In the second quarter of 2015, the Spanish economy’s external competitiveness gained in relation to the EU, based on the Consumer Prices Index (CPI). This improvement was caused by the depreciation of the euro against these countries’ currencies, as well as by the bigger drop in prices in Spain compared to the average prices in the rest of the EU.
The significant year-on-year euro depreciation in the second quarter, in line with the Q1 trend, was the driving force behind Spain’s increased competitiveness compared with the OECD. Spain’s price competitiveness also improved against the OECD, as Spanish consumer prices contracted more than the average prices in the rest of that organisation’s member countries.
Taking into account the Competitiveness Trade Index (ITC according to its Spanish acronym), calculated on the basis of the Export Unit Value, Spain gained in competitiveness with regard to the EU and the eurozone. This was due to the bigger drop in Spanish export prices compared with that of our European peers.

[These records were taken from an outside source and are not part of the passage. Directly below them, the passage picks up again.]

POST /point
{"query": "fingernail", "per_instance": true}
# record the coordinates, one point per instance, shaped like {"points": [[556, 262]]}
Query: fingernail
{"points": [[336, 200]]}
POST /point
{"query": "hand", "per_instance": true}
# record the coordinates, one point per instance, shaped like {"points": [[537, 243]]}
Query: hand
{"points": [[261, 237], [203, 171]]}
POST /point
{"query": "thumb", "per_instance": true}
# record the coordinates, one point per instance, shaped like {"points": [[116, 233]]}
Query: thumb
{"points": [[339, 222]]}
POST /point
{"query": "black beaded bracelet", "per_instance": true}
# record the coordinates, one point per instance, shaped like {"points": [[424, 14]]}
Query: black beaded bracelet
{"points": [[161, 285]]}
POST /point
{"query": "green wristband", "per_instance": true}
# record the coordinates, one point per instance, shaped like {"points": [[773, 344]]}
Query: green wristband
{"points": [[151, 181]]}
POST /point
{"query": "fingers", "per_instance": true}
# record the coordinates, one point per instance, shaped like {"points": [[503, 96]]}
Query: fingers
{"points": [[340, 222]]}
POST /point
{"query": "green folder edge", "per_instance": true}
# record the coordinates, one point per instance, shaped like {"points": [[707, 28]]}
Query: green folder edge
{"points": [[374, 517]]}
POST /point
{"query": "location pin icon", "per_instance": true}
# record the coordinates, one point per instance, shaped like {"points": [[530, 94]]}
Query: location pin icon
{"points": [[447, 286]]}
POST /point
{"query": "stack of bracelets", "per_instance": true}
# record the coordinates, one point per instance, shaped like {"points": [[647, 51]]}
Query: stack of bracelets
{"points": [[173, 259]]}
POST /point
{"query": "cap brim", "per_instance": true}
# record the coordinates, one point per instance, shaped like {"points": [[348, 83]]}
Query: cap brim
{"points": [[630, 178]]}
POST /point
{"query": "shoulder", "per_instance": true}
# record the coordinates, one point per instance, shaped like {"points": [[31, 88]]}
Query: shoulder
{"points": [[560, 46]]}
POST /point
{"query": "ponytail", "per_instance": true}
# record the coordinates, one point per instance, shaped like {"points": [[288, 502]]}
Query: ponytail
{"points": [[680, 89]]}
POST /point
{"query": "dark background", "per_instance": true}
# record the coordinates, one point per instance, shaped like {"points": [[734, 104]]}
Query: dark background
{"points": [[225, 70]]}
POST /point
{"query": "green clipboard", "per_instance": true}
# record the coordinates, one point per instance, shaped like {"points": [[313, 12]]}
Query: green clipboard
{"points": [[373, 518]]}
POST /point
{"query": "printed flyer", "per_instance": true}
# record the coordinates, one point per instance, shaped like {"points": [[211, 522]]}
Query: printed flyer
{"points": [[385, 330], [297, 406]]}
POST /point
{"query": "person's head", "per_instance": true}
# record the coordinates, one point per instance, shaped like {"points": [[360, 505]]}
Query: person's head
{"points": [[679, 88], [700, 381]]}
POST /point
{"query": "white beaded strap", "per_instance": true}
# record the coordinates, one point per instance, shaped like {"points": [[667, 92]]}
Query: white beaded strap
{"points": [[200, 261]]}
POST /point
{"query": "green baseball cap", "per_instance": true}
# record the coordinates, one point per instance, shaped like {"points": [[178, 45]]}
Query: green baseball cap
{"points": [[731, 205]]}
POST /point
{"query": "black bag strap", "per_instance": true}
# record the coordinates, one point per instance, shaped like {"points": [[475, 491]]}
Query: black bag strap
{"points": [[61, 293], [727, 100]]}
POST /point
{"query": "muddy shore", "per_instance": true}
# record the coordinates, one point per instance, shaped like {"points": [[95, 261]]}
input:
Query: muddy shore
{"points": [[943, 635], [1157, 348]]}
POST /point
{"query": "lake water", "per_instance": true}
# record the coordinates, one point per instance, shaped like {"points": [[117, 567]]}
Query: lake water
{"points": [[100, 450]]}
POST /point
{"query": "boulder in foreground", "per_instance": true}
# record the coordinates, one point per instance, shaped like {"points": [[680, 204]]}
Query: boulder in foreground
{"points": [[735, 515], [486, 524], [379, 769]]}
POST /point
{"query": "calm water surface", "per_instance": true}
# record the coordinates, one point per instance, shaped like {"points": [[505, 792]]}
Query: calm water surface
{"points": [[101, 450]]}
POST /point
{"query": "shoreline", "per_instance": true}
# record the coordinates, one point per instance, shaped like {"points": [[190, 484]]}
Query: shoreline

Spain also improved its competitiveness with other OECD countries. But in this case it was only due to the exchange rate, as prices of exports from OECD countries saw sharp declines because of the fall in prices of energy products and raw materials.
In the second quarter of 2015, the Competitiveness Trade Index for the BRICS countries (Brazil, Russia, India, China and South Africa) showed a significant reduction of 15.4% year on year. This is the first time since 2012 that Spain has gained competitiveness against this area for four consecutive quarters. As in other areas, the competitiveness gain was a result of both a declining relative price index (4.7%) and the fall in the exchange rate index (11.3%).
BRICS’ average inflation level has exceeded Spanish inflation since the first quarter of 2006, but the strong appreciation of the euro against the currencies of these countries in previous quarters complicated the gain in competitiveness with this area.